Below is a dream I had about Port Orford:

I rolled into Port Orford after suffering a psychic dehydration in the big city. It was raining. Rain was moving across the highway like a phalanx. I caught the Port Orford radio station. Barry White was crooning about ecstasy. Never before in the history of Oregon had a small coastal town, rain and Barry White converged quite like this. I was ecstatic. I found a coffee shop and went inside. No one was there except the owner. I was cashless. He said I could pay later. I read the Port Orford newspaper. Top story: the liquor store had new winter hours and a new liquor store dog. I finished my coffee and went out to meet the dog. I did. I bought a pint of Wild Turkey from him and petted his head. Good whiskey dog! Pitch’s East next: I was the only one there except the bartender. I ordered a shot of rain with a dark beer chaser. I read the newspaper again. There was a column by an old man about driving his wife from Elk River to the Rogue River and back. He drove the long way, over rock and roll logging roads, deep into the watersheds. It took four hours. It was a date of some kind. I also read about a book of poems and short stories being published about Port Orford. Submissions were welcome. I started writing mine up on a Keno card with a golf pencil. The pot shop was next. It was closed. The sign read they’d be right back. Sure they would. I knew where they were, at Battle Rock, relaxing, perhaps building a driftwood fort on the beach.
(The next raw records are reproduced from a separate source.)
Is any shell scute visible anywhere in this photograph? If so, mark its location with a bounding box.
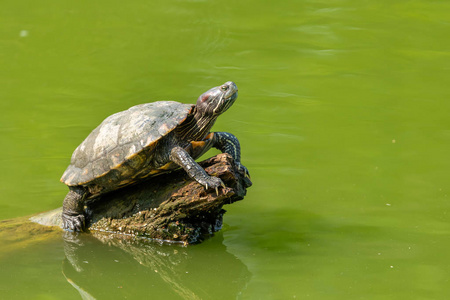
[61,101,193,188]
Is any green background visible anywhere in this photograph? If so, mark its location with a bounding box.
[0,0,450,299]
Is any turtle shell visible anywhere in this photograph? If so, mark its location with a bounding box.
[61,101,194,186]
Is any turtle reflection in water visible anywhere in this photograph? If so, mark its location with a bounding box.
[61,81,248,231]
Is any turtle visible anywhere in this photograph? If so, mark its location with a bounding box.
[61,81,249,232]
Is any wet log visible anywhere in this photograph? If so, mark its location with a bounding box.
[30,153,252,244]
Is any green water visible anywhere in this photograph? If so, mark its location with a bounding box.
[0,0,450,299]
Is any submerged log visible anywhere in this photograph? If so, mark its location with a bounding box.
[32,154,252,244]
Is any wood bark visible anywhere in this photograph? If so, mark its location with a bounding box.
[31,153,252,244]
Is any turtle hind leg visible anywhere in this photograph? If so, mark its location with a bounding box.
[62,186,87,232]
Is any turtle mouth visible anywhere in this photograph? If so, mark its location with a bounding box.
[214,90,237,114]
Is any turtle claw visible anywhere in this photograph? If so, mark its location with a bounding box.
[202,176,225,196]
[62,214,85,232]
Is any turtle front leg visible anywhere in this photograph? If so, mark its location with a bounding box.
[212,132,250,177]
[169,146,225,193]
[61,186,87,232]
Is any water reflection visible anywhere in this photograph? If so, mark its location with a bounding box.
[63,233,251,299]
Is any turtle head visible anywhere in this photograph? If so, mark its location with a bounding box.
[196,81,237,116]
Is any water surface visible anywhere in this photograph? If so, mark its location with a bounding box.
[0,0,450,299]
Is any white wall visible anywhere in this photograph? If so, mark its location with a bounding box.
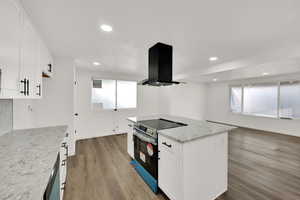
[13,59,73,129]
[13,58,75,155]
[75,68,162,139]
[159,83,206,120]
[206,75,300,136]
[34,58,74,128]
[13,99,36,130]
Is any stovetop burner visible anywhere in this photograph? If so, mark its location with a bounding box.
[138,118,187,130]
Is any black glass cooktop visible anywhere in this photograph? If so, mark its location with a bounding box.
[138,118,187,130]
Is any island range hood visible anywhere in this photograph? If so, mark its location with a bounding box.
[139,43,179,86]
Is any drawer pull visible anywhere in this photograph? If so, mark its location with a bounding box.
[61,160,67,166]
[162,142,172,148]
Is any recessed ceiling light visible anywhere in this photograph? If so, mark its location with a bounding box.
[100,24,112,32]
[209,56,219,61]
[93,62,101,66]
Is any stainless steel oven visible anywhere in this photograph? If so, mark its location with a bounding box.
[133,127,158,179]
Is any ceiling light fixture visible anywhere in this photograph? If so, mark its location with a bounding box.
[100,24,112,32]
[93,62,101,66]
[209,56,219,61]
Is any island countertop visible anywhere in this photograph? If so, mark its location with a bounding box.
[128,115,236,143]
[0,126,67,200]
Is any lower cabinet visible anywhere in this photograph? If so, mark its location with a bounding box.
[158,135,183,200]
[60,133,69,200]
[43,133,68,200]
[158,132,228,200]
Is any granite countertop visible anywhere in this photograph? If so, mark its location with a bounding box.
[0,126,67,200]
[128,115,236,143]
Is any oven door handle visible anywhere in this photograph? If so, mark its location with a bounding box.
[133,131,157,145]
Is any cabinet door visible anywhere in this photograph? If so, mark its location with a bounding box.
[40,43,53,77]
[158,136,183,200]
[34,39,44,98]
[20,15,39,97]
[127,124,134,158]
[0,0,21,97]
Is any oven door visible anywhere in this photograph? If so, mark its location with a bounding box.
[134,131,158,180]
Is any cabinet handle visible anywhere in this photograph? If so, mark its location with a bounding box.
[60,182,66,190]
[162,142,172,148]
[61,160,67,166]
[20,78,27,96]
[61,142,67,148]
[36,84,41,96]
[26,79,30,96]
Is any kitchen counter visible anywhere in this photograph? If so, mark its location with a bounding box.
[128,115,235,143]
[0,126,67,200]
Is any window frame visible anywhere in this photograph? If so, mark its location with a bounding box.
[90,77,138,112]
[229,80,300,120]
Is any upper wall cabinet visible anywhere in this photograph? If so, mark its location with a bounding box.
[0,0,53,99]
[0,0,22,98]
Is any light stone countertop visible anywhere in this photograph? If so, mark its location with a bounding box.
[0,126,67,200]
[127,115,236,143]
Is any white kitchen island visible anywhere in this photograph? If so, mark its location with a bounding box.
[128,115,234,200]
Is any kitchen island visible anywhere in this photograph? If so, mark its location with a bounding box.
[0,126,67,200]
[128,115,235,200]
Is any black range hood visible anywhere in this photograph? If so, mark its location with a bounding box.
[139,43,179,86]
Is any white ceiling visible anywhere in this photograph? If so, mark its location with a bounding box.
[21,0,300,81]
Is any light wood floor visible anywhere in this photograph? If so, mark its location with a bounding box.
[64,128,300,200]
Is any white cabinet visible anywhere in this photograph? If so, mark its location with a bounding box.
[0,0,22,98]
[59,133,69,200]
[127,124,134,159]
[20,15,39,97]
[40,42,54,77]
[0,0,53,99]
[158,135,183,200]
[158,132,228,200]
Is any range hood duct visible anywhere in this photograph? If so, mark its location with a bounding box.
[139,43,179,86]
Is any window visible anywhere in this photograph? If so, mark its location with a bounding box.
[230,86,243,113]
[92,79,137,109]
[230,81,300,119]
[243,84,278,117]
[280,81,300,118]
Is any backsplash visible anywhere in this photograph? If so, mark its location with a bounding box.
[0,99,13,135]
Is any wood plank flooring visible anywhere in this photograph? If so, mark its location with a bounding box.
[64,128,300,200]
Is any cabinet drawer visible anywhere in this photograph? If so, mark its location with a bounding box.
[158,135,182,156]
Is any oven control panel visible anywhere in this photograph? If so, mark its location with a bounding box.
[137,124,157,137]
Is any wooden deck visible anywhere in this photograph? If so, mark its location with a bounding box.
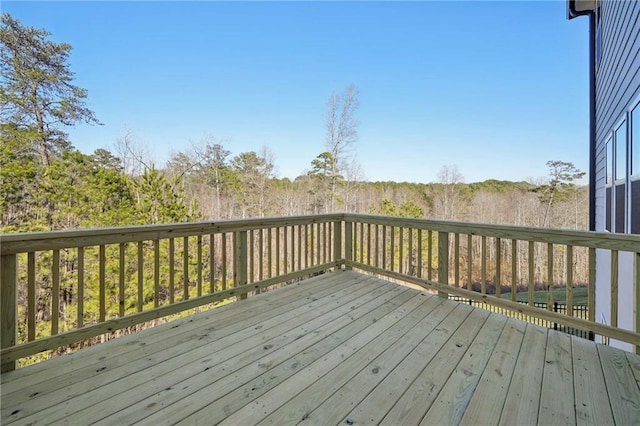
[0,271,640,425]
I walked around town. I saw abandoned houses I wanted to occupy, rehabilitate. I saw a beautiful woman riding a bicycle. I wanted to move to Port Orford. I could walk to the beach, a liquor store, a pot shop, a coffee shop, a fish shop, a library, a greasy spoon, a thrift store, an organic food store, art galleries, a bar, a conservation outfit, a hardware store, past a building where Jack London once wrote a novel, and it would take 15 minutes.

That’s what I want in my life. I’m moving to Port Orford.